Plan introspection, observability, and plugins¶
This page documents three additive 1.x surfaces:
explain(): inspect aDataFrame/DataFrameModellogical plan without running it.pydantable.observe: opt-in lightweight instrumentation hooks.pydantable.plugins: a small registry for I/O readers/writers (extension point).
explain() — plan introspection¶
explain() does not materialize data.
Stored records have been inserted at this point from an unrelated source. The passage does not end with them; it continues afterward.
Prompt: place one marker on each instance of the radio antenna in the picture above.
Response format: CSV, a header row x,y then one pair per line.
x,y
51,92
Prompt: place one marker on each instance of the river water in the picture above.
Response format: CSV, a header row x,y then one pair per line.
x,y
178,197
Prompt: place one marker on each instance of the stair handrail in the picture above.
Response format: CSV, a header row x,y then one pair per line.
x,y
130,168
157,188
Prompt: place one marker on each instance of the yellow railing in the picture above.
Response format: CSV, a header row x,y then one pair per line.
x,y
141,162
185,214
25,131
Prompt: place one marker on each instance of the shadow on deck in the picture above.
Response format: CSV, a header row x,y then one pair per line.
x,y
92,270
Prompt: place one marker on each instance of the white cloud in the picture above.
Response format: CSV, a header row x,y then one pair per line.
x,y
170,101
It returns either a human-readable plan
summary or a JSON-serializable dict.
from pydantable import DataFrame, Schema
class Row(Schema):
x: int
y: int | None
df = DataFrame[Row]({"x": [1, 2, 3], "y": [None, 2, 3]})
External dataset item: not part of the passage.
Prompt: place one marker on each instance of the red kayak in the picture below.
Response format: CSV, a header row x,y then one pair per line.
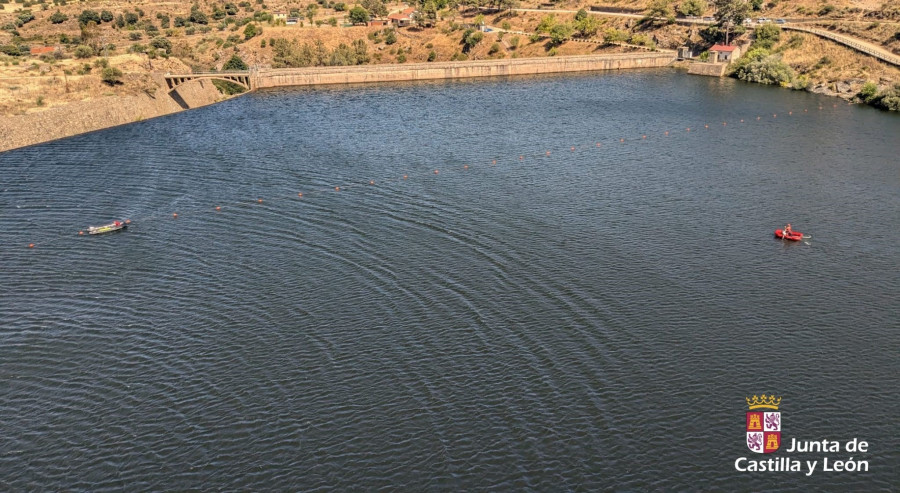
x,y
793,235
print(df.with_columns(z=df.x + 1).filter(df.y.is_not_null()).explain())
Machine form:
j = df.select("x").explain(format="json")
assert j["version"] == 1
assert isinstance(j["steps"], list)
pydantable.observe — observability hooks¶
Set a global observer callback to receive event dictionaries for execution and I/O boundaries. This is stdlib-only and intentionally lightweight.
from pydantable import DataFrame, Schema
from pydantable.observe import set_observer
class Row(Schema):
x: int
events = []
set_observer(events.append)
df = DataFrame[Row]({"x": [1, 2, 3]})
_ = df.to_dict()
set_observer(None)
print(events[-1])
For a minimal default, set PYDANTABLE_TRACE=1 to emit trace events to stderr when
no observer is configured.
Schema drift across Parquet files: the lazy read_parquet path does not emit a dedicated “schemas differ” event; Polars handles union and allow_missing_columns at scan/collect time (see IO_PARQUET). For custom checks—e.g. comparing PyArrow schema per file before building a plan—run that logic in application code and optionally set_observer on your own steps so events stay explicit and testable.
pydantable.plugins — registry for I/O extension¶
pydantable registers built-in I/O functions as readers/writers. This provides a
single place for discovery and for optional third-party extensions.